We present our resuls along with Dou’s paper and our baseline. Dou has only one score because it builds seperate model for specific meta-testing tasks individually after meta-training. Our baseline model is trained on 4 low-resource tasks only with 1000 data points from the training set, and evaluated with entire dev set. Similar to MAML-Rep and OML, there are two scores presented excluding RTE which is the last task in the sequence to train.
| Tasks | CoLA | MRPC | STS-B | RTE |
|---|---|---|---|---|
| Dou | 53.4 | 85.8 | 87.3 | 76.4 |
| BERT | 46.23/0 | 75/56.25 | 65.28/68.56 | 56.25 |
| MAML-Rep | 65.51/51.23 | 86.27/88.0 | 82.26/80.51 | 90.25 |
| OML | 0/0 | 68.3/68.3 | 0/4.11 | 52.7 |
In addition, we swapped Meta-Testing Glue tasks to low resource SuperGlue tasks and expanded number of tasks to 5 showing in table 2. All tasks are evaluated with accuracy score. MAML-Rep outperforms on three out of four tasks, note that OML still struggles to get better than random guessing for WsC tasks, and behave like random guessing for WiC and Copa tasks.
| Tasks | WsC | WiC | BoolQ | Copa | Cb |
|---|---|---|---|---|---|
| MAML-Rep | 75/72.11 | 52.98/53.29 | 64.83/59.70 | 55/55 | 100 |
| OML | 36.53/36.53 | 50/50 | 61.82/62.17 | 54.34/55 | 89.12 |
In this work, we are able to extend Meta-Learning under continual learning framework to learn a general presentation that is robust on a set of continual tasks with efficiency. We replicate Javed and White’s method and implement on NLU tasks. Results show that with less datapoints, we could derive a MAML like model that is robust on testing tasks, however extending it to continual setting during Meta-Training phrase, the performance drastically worsen. Future direction would be extending this approach to other language models, as wells as experiment with a combination of high and low resources other than Glue and SuperGlue benchmark, and unsupervised tasks to evaluate model performance.

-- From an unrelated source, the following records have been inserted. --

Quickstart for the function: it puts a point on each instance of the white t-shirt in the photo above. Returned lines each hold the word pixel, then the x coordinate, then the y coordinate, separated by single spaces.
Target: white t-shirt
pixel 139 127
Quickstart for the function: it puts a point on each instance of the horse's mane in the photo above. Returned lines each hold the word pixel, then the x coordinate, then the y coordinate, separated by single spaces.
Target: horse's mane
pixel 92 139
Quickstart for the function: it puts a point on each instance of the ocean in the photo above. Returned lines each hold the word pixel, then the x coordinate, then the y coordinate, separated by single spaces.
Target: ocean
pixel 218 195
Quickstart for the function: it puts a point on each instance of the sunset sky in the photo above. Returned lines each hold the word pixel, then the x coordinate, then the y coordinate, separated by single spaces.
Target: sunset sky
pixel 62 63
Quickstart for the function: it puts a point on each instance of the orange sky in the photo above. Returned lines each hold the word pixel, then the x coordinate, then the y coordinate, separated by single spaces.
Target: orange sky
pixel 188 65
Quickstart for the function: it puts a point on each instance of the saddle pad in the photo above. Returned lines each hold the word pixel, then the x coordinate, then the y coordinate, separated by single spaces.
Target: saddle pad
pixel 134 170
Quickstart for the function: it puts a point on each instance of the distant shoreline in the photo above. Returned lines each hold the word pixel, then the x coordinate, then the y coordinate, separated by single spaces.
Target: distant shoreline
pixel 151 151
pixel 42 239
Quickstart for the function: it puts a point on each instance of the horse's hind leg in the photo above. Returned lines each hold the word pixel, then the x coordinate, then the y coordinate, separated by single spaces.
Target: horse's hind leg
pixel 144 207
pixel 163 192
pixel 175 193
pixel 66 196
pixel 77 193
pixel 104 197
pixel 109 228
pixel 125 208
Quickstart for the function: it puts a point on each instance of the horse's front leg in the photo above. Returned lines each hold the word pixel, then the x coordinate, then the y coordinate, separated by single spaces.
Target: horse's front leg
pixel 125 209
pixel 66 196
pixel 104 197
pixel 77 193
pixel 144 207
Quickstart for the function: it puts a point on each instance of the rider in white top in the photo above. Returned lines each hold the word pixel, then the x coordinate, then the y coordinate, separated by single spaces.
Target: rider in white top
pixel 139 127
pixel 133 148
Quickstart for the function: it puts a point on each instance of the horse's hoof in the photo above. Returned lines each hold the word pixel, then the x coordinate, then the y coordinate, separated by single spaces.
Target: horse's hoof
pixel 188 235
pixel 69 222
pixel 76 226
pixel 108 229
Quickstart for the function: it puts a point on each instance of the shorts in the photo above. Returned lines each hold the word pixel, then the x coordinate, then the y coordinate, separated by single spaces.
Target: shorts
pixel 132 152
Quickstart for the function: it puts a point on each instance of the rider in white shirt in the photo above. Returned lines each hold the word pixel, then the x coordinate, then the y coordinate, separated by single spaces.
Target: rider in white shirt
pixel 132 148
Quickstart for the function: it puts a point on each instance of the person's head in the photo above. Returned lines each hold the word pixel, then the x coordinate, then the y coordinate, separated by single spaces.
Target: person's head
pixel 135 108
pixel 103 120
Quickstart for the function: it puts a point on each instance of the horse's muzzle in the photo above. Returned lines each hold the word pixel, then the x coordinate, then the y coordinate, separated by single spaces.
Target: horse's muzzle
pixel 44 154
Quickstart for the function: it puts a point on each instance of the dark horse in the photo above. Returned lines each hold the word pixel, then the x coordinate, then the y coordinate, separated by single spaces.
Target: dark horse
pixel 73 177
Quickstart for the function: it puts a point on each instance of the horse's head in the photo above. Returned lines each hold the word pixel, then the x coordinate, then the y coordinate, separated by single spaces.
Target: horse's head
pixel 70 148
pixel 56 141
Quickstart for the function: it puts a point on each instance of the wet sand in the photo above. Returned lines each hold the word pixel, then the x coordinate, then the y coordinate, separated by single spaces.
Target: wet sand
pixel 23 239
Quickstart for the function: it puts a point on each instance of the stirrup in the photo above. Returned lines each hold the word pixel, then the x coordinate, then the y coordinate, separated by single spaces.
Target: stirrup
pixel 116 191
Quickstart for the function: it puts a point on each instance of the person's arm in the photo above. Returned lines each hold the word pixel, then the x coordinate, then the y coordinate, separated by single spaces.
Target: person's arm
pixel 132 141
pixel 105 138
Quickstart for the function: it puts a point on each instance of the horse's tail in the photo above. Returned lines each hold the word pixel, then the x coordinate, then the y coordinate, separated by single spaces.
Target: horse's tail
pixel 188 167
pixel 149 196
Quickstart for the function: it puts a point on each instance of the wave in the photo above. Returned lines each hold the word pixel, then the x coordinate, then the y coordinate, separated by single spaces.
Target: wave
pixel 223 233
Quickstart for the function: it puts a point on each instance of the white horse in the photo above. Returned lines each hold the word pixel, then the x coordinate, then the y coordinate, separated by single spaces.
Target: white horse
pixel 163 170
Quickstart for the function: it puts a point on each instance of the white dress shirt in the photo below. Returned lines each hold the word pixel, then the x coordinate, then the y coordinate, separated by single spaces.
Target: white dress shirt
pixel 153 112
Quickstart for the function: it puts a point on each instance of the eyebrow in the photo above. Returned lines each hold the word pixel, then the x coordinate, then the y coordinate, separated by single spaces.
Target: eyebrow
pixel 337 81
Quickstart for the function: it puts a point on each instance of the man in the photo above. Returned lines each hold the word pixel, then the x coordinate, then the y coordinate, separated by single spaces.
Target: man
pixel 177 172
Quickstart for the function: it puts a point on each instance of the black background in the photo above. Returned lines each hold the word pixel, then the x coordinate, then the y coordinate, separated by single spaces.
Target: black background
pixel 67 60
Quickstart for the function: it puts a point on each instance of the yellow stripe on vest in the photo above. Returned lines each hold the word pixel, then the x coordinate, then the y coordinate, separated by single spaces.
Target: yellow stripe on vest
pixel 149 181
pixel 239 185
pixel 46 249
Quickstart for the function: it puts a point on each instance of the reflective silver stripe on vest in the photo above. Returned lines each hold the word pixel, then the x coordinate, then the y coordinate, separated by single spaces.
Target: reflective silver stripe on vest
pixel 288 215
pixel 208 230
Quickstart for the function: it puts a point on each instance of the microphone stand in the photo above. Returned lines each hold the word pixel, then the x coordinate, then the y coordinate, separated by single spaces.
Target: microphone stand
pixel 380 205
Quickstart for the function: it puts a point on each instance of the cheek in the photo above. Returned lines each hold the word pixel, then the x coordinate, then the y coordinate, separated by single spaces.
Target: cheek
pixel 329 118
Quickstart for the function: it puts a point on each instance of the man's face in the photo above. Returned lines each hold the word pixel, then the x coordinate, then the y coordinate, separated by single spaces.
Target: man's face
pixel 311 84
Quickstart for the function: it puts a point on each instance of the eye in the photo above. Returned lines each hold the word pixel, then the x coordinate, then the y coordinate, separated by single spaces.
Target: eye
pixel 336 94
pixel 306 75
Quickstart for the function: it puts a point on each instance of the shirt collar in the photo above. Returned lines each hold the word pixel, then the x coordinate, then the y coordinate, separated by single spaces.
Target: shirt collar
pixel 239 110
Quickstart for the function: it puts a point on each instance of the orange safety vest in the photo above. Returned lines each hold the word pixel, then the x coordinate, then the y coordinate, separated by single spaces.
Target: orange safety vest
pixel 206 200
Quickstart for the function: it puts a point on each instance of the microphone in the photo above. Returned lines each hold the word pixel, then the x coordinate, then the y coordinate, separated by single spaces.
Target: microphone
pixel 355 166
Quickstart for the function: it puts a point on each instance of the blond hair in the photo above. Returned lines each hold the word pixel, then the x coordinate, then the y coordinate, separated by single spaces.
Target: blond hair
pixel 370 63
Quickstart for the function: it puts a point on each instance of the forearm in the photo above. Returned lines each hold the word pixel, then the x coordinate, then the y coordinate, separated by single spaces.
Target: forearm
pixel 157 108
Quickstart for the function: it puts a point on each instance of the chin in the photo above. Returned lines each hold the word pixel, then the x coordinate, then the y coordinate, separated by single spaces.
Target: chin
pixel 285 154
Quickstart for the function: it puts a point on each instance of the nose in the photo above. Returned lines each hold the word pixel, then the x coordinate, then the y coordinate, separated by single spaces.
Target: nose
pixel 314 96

Our implementation is based on PyTorch implementation, backboned in Huggingface bert-base-uncased` model. We use Adam optimizer, with a batch size of 16 for both Meta-Training and Meta-Testing. Maximum sentence length is set to be 64.
In Meta-Learning and Meta-Testiing stage, we use learning rate of 5e^-5 for outer loop learning rate where we update RLN, and 5e^-3 for inner learning to update PLN. We use a cosine annealing in Meta-Training as a scheduler to update the optimizer. Dropout of 0.1 is applied to PLN when it is applicable. We set the inner update step to 5 for Meta-Training and 7 for Meta-Testing. We use a total sample of 128 and 112 for support and query dataset for Meta-Testing, and 100 and entire dev set during Meta-Testing to align with baseline results.
Meta-Testing stage is invoked everytime trainting Meta-Training trained on 5 epochs. Meta-Training high resource Glue tasks, SST-2, QQP,1 MNLI and QNLI are randomly picked at each epoch. Meta-Testing low resource Glue tasks, CoLA , MRPC , STS-B and RTE and low resource SuperGlue tasks, RTE, BoolQ, CB, Copa, WiC and WsC are always trained in sequence to examine catastrophic forgetting problem.